Darval glanced at Halran, who gave a tiny nod. “Easy, actually. One of the secure stores belonged to Inigo.”

“Ah.” Paula smiled. She closed her eyes and drew a long breath through her nose. “When was the last update?”

“The year 3320.”

“The year he left on his Centurion Station mission,” she said. “And he didn't return to Anagaska until 3415, correct?”

“Yes,” Halran said. “Living Dream's central fane on Anagaska was built in Kuhmo; he was here to dedicate it.”

“Interesting,” Paula mused.

“You think someone's going to full-clone him?”

“Why else would you steal his mind?” Paula said. “Thank you for your cooperation, Investigator. And I'd still like those results as they come in.” She turned and started to walk out of the vault.

“That's it?” Halran asked.

Paula halted, tipping her head to fix the investigator with a level stare. “Unless you have something else to add.”

“What about Telfer?”

“Good luck hunting him down.”

“Are you going to help us?”

“I won't put any obstacles in your way, political or otherwise.” She left the vault, leaving Halran staring at his team in confusion and indignation.

Paula walked out of the administration block and glanced at the forest. The air blasts had produced superficial damage. Most of the clinic's buildings were still intact, and while the larger trees had been toppled, there were still enough younger ones to maintain the forest once the dead trunks had been cleared away. A police cordon extended for several hundred yards, with uniformed officers reinforcing the patrolbots. Members of the clinic ground staff were working with contractors and forestrybots to clear the worst of the damage. Little curls of smoke were drifting upward from the blackened ground where fires had burned for a couple of hours during the night before being extinguished.

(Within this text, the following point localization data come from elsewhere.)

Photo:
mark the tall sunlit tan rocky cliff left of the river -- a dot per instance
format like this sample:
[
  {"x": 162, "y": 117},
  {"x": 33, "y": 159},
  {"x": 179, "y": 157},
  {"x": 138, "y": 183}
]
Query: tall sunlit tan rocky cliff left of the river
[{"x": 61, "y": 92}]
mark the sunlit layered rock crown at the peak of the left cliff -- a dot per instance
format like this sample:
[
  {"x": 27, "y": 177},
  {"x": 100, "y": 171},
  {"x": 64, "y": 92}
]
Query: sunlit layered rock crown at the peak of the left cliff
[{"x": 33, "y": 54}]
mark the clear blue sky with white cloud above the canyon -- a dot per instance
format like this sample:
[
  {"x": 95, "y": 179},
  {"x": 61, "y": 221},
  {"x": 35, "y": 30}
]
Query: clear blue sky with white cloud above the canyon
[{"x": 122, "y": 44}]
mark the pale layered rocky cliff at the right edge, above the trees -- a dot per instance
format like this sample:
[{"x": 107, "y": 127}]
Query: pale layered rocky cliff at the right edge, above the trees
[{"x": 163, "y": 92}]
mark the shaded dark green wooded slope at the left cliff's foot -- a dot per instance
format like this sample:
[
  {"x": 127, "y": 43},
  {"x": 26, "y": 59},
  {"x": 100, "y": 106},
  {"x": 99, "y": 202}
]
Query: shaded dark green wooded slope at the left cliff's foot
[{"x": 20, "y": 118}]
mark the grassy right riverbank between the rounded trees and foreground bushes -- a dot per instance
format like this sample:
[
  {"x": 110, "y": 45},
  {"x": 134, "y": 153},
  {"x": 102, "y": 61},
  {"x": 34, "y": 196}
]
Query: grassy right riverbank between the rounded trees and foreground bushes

She did not pause as her field effect scanned the area, but two of the contractor crew were red-tagged by her u-shadow. Both of them were shielded, utilizing sophisticated deflection techniques available only to high-grade biononics. Hers, of course, were even more advanced. They were keeping their distance from the cordon, but her eyes managed to zoom in and snatch a facial image. Her u-shadow produced a cross-reference for both of them in less than a second. Once upon a time, about a thousand years earlier, Paula would have confronted them there and then. These days she liked to think she had mellowed somewhat, although in truth it was more advantageous to let them think she had not spotted them.

Paula had been born on Huxley's Haven, a unique world funded by the Human Structure Foundation, which genetically modified all citizens so that they would fit into a simple social structure framed within a low-technology civilization. To the horror and dismay of the rest of the Commonwealth, what they condemned as genetic slavery actually worked, producing a population that was mostly happy with their predetermined lot. The few malcontents were kept in order by police officers who received specific psychoneural profiling. Among other traits was a variant on obsessive-compulsive disorder to ensure that they never gave up the chase. The Foundation had created Paula to be one of them, but she had been stolen from a birthing ward by a group of Radical Liberals intent on liberating the poor slaves. She had grown up in the Commonwealth at large, first becoming an investigator in the Serious Crimes Directorate and then, for the last seven hundred years, acting as an agent for ANA: Governance.

Huxley's Haven still existed, its society chugging quietly along on its ordained course without changing or evolving. The Greater Commonwealth had very little contact with it these days; Paula herself had not been back for over three hundred years, and that essentially had been nostalgia tourism. There was no need to keep an eye on it; ANA: Governance was very protective of non-Higher cultures. It was a policy that ironically gave Paula very little opportunity to return; her designated task of preventing the ANA factions from pursuing their illegal interference among the External Worlds kept her incredibly busy.